Six councillors were initially removed from council by the Speaker after violating attendance regulations, as specified in Students’ Union bylaws. Four appealed to the Discipline, Interpretation, and Enforcement (DIE) Board, with only two appeals being granted. The DIE Board is the judiciary body of the Students’ Union responsible for enforcing SU bylaws.
SU bylaw 100 states that councillors must be present for 50 per cent of roll calls per trimester.

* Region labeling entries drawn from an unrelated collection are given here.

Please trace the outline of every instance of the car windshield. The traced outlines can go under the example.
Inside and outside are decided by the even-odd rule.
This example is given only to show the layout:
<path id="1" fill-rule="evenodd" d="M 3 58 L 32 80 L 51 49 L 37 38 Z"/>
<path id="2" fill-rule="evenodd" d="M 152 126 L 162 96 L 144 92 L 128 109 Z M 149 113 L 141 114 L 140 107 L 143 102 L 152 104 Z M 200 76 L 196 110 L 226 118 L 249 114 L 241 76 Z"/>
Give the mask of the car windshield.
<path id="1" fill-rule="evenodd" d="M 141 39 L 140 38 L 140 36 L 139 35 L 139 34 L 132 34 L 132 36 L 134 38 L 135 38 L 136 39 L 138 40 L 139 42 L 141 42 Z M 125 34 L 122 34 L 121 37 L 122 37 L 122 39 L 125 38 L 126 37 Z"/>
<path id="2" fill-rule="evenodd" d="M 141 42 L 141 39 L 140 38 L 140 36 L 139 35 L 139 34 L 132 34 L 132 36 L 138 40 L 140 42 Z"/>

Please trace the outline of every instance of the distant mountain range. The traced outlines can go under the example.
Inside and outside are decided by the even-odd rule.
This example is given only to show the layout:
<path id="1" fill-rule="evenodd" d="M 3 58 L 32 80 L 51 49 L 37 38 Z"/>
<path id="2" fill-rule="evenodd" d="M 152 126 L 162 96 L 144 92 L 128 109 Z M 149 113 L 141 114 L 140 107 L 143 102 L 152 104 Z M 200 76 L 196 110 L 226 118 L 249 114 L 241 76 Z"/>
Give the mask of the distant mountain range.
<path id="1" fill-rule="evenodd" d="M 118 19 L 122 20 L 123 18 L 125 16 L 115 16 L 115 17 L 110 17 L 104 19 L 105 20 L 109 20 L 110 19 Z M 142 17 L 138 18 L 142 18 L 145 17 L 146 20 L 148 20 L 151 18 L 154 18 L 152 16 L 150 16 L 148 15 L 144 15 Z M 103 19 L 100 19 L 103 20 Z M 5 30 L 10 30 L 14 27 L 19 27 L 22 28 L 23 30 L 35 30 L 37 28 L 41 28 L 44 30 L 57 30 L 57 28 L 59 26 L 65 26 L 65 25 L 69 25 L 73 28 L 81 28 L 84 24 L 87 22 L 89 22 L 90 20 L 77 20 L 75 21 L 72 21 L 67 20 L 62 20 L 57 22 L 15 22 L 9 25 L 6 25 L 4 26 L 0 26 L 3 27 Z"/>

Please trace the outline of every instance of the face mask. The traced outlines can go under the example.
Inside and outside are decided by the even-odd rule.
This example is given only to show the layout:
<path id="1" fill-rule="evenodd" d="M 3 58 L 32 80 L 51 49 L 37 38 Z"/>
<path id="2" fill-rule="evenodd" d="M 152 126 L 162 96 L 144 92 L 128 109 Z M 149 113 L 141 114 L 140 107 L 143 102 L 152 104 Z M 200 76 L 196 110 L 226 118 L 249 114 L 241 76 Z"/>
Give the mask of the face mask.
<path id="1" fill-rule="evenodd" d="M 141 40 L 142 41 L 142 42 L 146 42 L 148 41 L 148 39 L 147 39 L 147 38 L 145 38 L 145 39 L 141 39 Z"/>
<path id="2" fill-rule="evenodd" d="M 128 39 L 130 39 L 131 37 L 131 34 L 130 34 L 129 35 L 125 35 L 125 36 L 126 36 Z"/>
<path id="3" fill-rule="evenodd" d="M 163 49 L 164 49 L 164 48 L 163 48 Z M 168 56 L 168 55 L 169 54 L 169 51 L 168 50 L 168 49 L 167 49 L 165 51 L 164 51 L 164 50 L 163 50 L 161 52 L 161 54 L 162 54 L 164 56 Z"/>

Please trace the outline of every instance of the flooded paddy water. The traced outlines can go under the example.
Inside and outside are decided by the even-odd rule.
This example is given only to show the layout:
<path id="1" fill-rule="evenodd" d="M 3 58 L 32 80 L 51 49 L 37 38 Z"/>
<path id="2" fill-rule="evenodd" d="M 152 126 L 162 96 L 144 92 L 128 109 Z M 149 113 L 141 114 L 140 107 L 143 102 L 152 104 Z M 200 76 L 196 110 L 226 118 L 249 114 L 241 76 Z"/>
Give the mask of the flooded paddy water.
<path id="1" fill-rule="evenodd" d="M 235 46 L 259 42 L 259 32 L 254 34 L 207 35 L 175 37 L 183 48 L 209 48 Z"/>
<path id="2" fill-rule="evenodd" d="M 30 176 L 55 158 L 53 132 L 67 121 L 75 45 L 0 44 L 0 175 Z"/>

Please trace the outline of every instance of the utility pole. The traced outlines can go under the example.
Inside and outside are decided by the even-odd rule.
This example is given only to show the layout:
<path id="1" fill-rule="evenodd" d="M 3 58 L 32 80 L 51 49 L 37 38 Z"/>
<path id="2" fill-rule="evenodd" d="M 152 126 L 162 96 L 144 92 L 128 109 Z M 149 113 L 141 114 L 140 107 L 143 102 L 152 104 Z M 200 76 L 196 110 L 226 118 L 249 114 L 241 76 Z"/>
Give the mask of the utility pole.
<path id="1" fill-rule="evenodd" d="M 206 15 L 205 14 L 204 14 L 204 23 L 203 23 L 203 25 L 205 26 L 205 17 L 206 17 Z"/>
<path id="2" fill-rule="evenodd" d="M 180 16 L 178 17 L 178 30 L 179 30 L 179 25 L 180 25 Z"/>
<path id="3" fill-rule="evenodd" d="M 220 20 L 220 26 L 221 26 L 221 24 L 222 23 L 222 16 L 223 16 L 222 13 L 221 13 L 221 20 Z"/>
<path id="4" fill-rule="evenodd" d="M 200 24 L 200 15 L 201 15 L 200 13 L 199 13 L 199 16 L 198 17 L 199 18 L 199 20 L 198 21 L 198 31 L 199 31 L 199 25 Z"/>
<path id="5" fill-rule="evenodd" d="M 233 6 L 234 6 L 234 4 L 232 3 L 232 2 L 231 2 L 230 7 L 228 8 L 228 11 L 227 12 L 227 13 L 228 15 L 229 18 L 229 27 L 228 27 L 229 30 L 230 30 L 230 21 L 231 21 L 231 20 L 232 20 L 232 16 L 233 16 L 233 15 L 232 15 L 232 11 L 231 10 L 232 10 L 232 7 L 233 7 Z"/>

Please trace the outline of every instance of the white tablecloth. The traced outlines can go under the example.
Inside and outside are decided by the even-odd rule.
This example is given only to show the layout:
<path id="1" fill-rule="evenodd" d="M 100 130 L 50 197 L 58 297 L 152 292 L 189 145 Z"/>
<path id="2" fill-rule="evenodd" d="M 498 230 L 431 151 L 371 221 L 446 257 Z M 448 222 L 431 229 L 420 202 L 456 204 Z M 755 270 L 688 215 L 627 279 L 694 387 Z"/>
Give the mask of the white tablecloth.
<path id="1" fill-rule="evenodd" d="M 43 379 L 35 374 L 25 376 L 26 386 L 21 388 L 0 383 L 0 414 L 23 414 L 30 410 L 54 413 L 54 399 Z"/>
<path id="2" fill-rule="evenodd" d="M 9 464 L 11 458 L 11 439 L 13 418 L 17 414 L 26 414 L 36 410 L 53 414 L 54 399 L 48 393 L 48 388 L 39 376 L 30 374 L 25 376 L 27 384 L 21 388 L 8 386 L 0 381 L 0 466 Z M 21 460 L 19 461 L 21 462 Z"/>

Normal meetings usually have two to three roll calls.
The following councillors were initially removed from council due to missing too many attendance roll calls:
- Abigail Bridarolli (nursing)
- Kara Farris (education)
- Syed Mustafa Fasih (engineering)
- Mariam Hosseiny (arts)
- Cindy Liang (engineering)
- Brianne St. Hilare (medicine and dentistry)
Four councillors appeal removal, with two restored to council
Bridarolli, Farris, Fasih, and Hosseiny appealed the decision, but only Farris and Hosseiny’s appeals were granted by the DIE Board, and will be allowed to continue as councillors.
Despite appealing, Fasih and Bridarolli never appeared to their DIE Board hearing on September 13. The Gateway reached out to both former councillors for comment and never received a response. According to DIE Board Chief Tribune Karamveer Lalh, the two former councillors offered no reason for missing their hearings.
At the hearing, Farris said she received a job at a summer camp where she did not know in advance there would be no cell phone access, preventing her from attending council meetings digitally. She reached out to education councillor Jimmy Thibaudeau to help her find proxies for meetings who was called as a witness during the hearing.
The ruling said that the combination of Thibaudeau’s testimony and Farris’ council attendance record from her previous term last year were taken into account. Her circumstances were determined to be “extenuating” and her position on council was restored.
“I am really happy with the ruling and I liked that the DIE Board recognized that I took the process seriously,” Farris said.
Hosseiny did not appear at her hearing but was in contact with Lalh. Lalh said Hosseiny offered all of her evidence in her written submission. She was contacted by The Gateway but did not wish to comment.
Hosseiny wrote in her submission that she suffered “extenuating circumstances” as she was in a car accident while on a family vacation in Egypt over the summer. She provided original prescriptions of medications offered to her. After verifying her story, the DIE Board ruled Hosseiny’s circumstances as valid for not attending meetings or being able to find a proxy.
“The DIE Board grants her appeal and restores her to the Students’ Council,” the ruling said. “We wish her the best in her recovery.”
High attendance requirement was “problematic,” said one former councillor
Liang and St. Hilare did not appeal their removal from Students’ Council. Former councillor Liang did not wish to comment, however St. Hilare said she found the “high” attendance requirement was “problematic,” and that the attendance policy was poorly explained.
“There was a high attendance requirement, which I found difficult to meet due to the fact this was the summer term, during which time many students are travelling, doing research, [and] working,” she said.
Attendance procedures were changed in May so that attendance was recorded through a number of roll calls as opposed to at the beginning and the end of a Students’ Council meeting. Students’ Council Speaker Jonathan Barraclough said attendance regulations were explained thoroughly to all councillors. Additionally, councillors are able to appoint proxies in their stead if they can’t attend a meeting.
SU president Reed Larsen said that attendance regulations for council members are transparent, accessible, and well communicated. He also agreed with the ruling.
“I believe the process to have been fair and the DIE Board’s ruling to have followed due process,” Larsen said.